От самого поселка лесопункта до покоса редко говорили они друг другу одно-два слова. Все было переговорено дома, и каждый молчал, думал о своем. Да и не очень-то легко, путешествуя так, перекидываться словами.
Арсеня придерживал меринка, который с утра не прочь был пробежаться, и думал о сенокосе, о доме своем, о делах хозяйских.
Сенокос нынче шел удачно. Взял он отпуск тогда, когда хотелось: в сплавной работы сейчас было не так много. Погода стояла, как на заказ. Косили из тридцати процентов: два стога колхозу, третий — себе. Были у колхоза дальние лесные угодья, что обычно сдавались рабочим лесопункта и сплавной конторы на прочистку полян и просек и на косьбу. Случалось, кашивали и из десяти процентов, а теперь все же хорошо. И чтобы полностью обеспечить корову и овцу, оставалось всего-то поставить этот последний стог.
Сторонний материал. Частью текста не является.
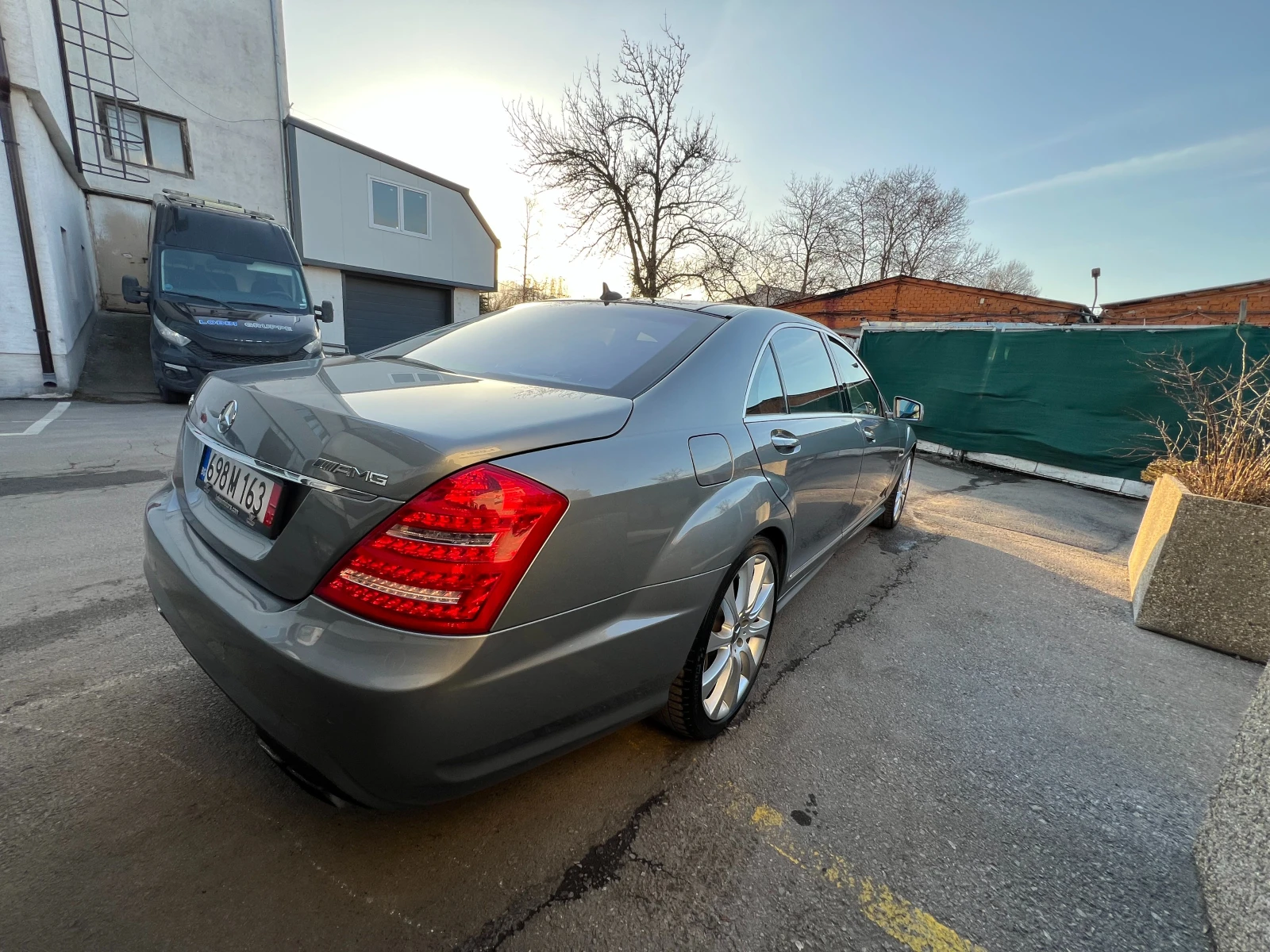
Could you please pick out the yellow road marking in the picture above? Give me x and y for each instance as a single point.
(893, 914)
Арсеня думал о том, что надо кончать и дать отдых и себе и бабе. Она и так все задыхалась в сенокос, и голова у нее болела, и пила она воды много. Он жалел ее и тянул за троих, чтоб кончить все побыстрей. Да и сам устал. А отпуска оставалось еще с неделю: можно было сходить в деревню, к родне — приглашали уже оттуда, на праздник.
Еще раздумывал он, что починит нынче двор, что поросенка держать не будет: все равно жирное сам не любит, а жена так и не смотрит. Что если принесет корова телушку, то пустит он ее в племя, а корову сдаст к той осени на закуп.
И прикидывал уже, как у него с деньгами будет и сколько они дочке пошлют, чтоб одевалась не хуже людей и, раз в городе живет, выглядела бы совсем как городская.
Мысли у него шли деловито и неторопливо, по порядку, переключались с хозяйства на дочку, с дочки и мужа ее на сплавную контору, где Арсеня работал, на мастера и на то, как поругался с десятником, и так все текли и текли.
Думала и Татьяна. Но как-то вразброд получались у нее мысли, все какие-то куски из своей жизни вспоминала. Тянуло ее на воспоминания эти дни, сама не знала почему. А у нее, как и у Арсени, немало было на памяти…
Поглядела она в перелеске на высоченную Сосну и вспомнила, как учил ее отец дерева на стройку выбирать. Не было у отца сыновей, и горевал он. Из трех дочек старшей была Татьяна, и ее брал он с собой в лес.
Рыжий, кряжистый и маленький, он подходил к дереву, ухватисто отбивал щепу, лупил обухом по затесу и слушал, как гудит, как отвечает ему дерево. И заставлял слушать ее.
Возили деревья, рубили новый дом. Все сами: отец, мать да трое помощниц. Помогала немного и родня. А когда встал дом, и баня, и двор, и колодец вырыли — стали варить пиво.
Много пива варила Татьяна с тех пор и у чужих немало погуляла, но это лучше всех помнила. Везли чан от двоюродного брата, отец, кряхтя, колол длиннущие дрова на пожог — камни калить. Калили камни, перепаривали солод, и капала мать пивом на край чана, показывая ей, как по густоте да по тому, насколько капля падает быстро, можно определить — готово ли пиво.
А потом и пляска была, и пол пробовали каблуками на крепость, и она выпила и плясала. Услыхала тогда нечаянно, как сосед сказал отцу: «Смотри-ка, у тебя невеста выросла. Замуж скоро». А она закраснелась и убежала.
Отец помер уже при колхозах. Чуть раньте его сосед расшибся, упав со стропил. Она осталась старшей, а в соседях — парень. Там было четверо ребят и две девки.
Парень был высоченный, не больно складный и много старше ее. Шла уже молва, что жил он тайком со вдовой и еще гулял где-то. Поэтому, когда перешучивалась она с ним однажды у огорода, мать сказала ей:
— Был бы отец жив — шкуру бы за Арсеню спустил. Набалован он. И я — чуть что — спущу.
Мать характером была крепка и упряма. И зятя не любила до самой своей смерти, хотя, правду сказать, другие-то ее зятья ничем над Арсеней не выдавались.
Сто раз в памяти перевороченное вспыхнуло вдруг на одной из опушек, где солнце пригрело, — как шли они с Арсеней, женатые уже, в гости к родне, в другую деревню.